Amok: Rohrbombe gefunden

In Wohnung des Täters

(11.06.2025) Nach dem Amoklauf eines 21-Jährigen in seiner ehemaligen Schule in Graz ist bei einer Hausdurchsuchung eine nicht funktionstüchtige Rohrbombe gefunden worden. Die Landespolizeidirektion bestätigte entsprechende Medienberichte auf APA-Nachfrage Mittwochfrüh. Die Bombe wurde in der Wohnung des mutmaßlichen Täters gefunden, der noch am Dienstag Suizid begangen hat. Indessen erhielt die steirische Polizei bereits weitere Drohungen von Trittbrettfahrern.

Neben der Rohrbombe wurde auch ein Abschiedsvideo, das der mutmaßliche Täter an seine Mutter geschickt hatte, entdeckt, bestätigte die Polizei am Mittwoch.
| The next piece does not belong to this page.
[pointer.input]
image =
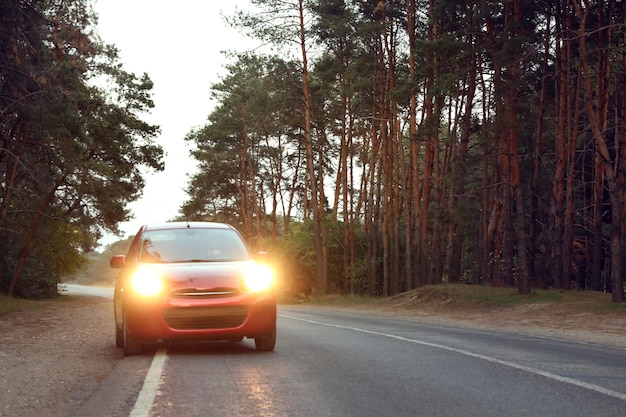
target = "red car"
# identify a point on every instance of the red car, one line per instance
(192, 281)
Außerdem wurde auch ein analoger Abschiedsbrief gefunden. Die verwendete Schrotflinte sowie die Pistole hatte der 21-Jährige legal besessen. "Er hätte sie jedoch unter keinen Umständen führen dürfen", sagte Polizeisprecher Sabri Yorgun zur APA. Medienberichte darüber, dass der Mann in der Vergangenheit gemobbt worden sein soll, wollte die Landespolizeidirektion auch am Mittwoch weiter nicht bestätigen. Auch genauere Hintergründe zur Schulkarriere des 21-Jährigen blieben auf Nachfrage vorerst unklar.

Trittbrettfahrer nahmen Amoklauf zum Anlass für Drohungen

Wie der Generaldirektor für die öffentliche Sicherheit, Franz Ruf, am Mittwoch in der Früh im Interview mit dem Ö1-Morgenjournal sagte, hätten in der Zwischenzeit mehrere Nachahmungstäter den Fall für weitere Drohungen zum Anlass genommen. "Mehrere Nachahmungstäter", wie Ruf erklärte, seien festgestellt worden. Die Landespolizeidirektion Steiermark wollte auf APA-Anfrage nicht von "Nachahmungstätern" sprechen, schließlich habe es keinen weiteren Amoklauf gegeben, "aber es gibt Verdächtige, die sich nun darauf stürzen, dass ein Amoklauf stattgefunden hat", so Yorgun gegenüber der APA.

Konkret sei am Dienstag unter anderem eine (wie bereits in den vergangenen Wochen unvollendete) Bombendrohung gegen den Grazer Hauptbahnhof eingegangen sowie am Mittwoch auch ein Drohschreiben gegen eine weitere Grazer Schule. "Natürlich haben wir Vorsichtsmaßnahmen getroffen", sagte Yorgun, ohne weiter ins Detail zu gehen. Die entsprechenden Ermittlungen gegen solche Trittbrettfahrer würden selbstverständlich parallel geführt.